Before BIGGS, MARIS, and GOODRICH, Circuit Judges.
These appeals may be considered in one opinion since they present substantially similar facts and may be disposed of by the application of the same principles of law. The complaints in both cases are founded upon Section 619 of the Tariff Act of 1930, Act of June 17, 1930, c. 497, Title Iv, Section 619, 46 Stat. 758, 19 U.S.C.A. § 1619,*fn1 and the Tucker Act, Section 24(20) of the Judicial Code, 28 U.S.C.A. § 41(20).*fn2
In the complaint at No. 8029 the plaintiffs that on May 21, 1933, they gave original information of a fraud on the customs revenue and a violation of the navigation laws to united States customs agents which resulted in the seizure and forfeiture of a speedboat, the Laura, with a cargo of liquor and in the imposition of fines on its crew. The plaintiffs assert and the United States admits that United States paid the plaintiffs the sum of $2,500 representing 25% of the appraised value of the liquor seized. The plaintiffs further allege that they were informe by the Treasury Department that the fines imposed upon the crew of the Laura " * * * had been subsequently declared to be for the violation of the Customs and Prohibition Laws and * * * as the violation of the Customs Laws had been combined with the Navigation laws or other similar statutes * * * " the fines were not imposed for violation of the customs laws within the purview of Section 619. The plaintiffs allege that for these reasons the Treasury Department denied their claims for 25% of the fines collected. In its answer the United States admits that the Treasury Department refused to pay further compensation to the plaintiffs because "there was no recovery incurred under the customs laws * * * ." The plaintiffs contend that they are entitled also to 25% of the appraised value of the Laura.

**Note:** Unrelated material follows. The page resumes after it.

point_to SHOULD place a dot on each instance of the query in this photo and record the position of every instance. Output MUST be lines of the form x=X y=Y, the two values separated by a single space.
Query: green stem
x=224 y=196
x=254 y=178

In the complaint at No. 8030 the plaintiffs allege that they gave original information to United States customs agents resulting in the seizure and forfeiture of certain liquor for violation of the "Customs and Navigation Laws of the United States" which led to the seizure and forfeiture of liquor appraised at $50,540. They allege that they have received payments totalling $1,822 from the United States as a partial payment of the 25% of the appraised value of the liquor seized. They then allege that the Treasury Department informed them that further compensation was refused them because " * * * the balance of the liquor covered by this seizue had been subsequently forfeited under an Internal Revenue Law and that in view of the decision of the Comptroller General of the United States, holding that proceeds from the forfeitures in cases where allegations of violations of the Navigation or similar statutes are combined with violations of the Customs Laws that they are not recoveries under the Customs Laws within the meaning of Sec. 619 * * * ." The United States asserts in its answer that the Treasury Department denied the plaintiffs' claim for additional compensation because "the recovery from the seizure * * * was not incurred under the customs laws within the meaning of Section 619 * * * ." The plaintiffs claim that $10,000 remains due to them.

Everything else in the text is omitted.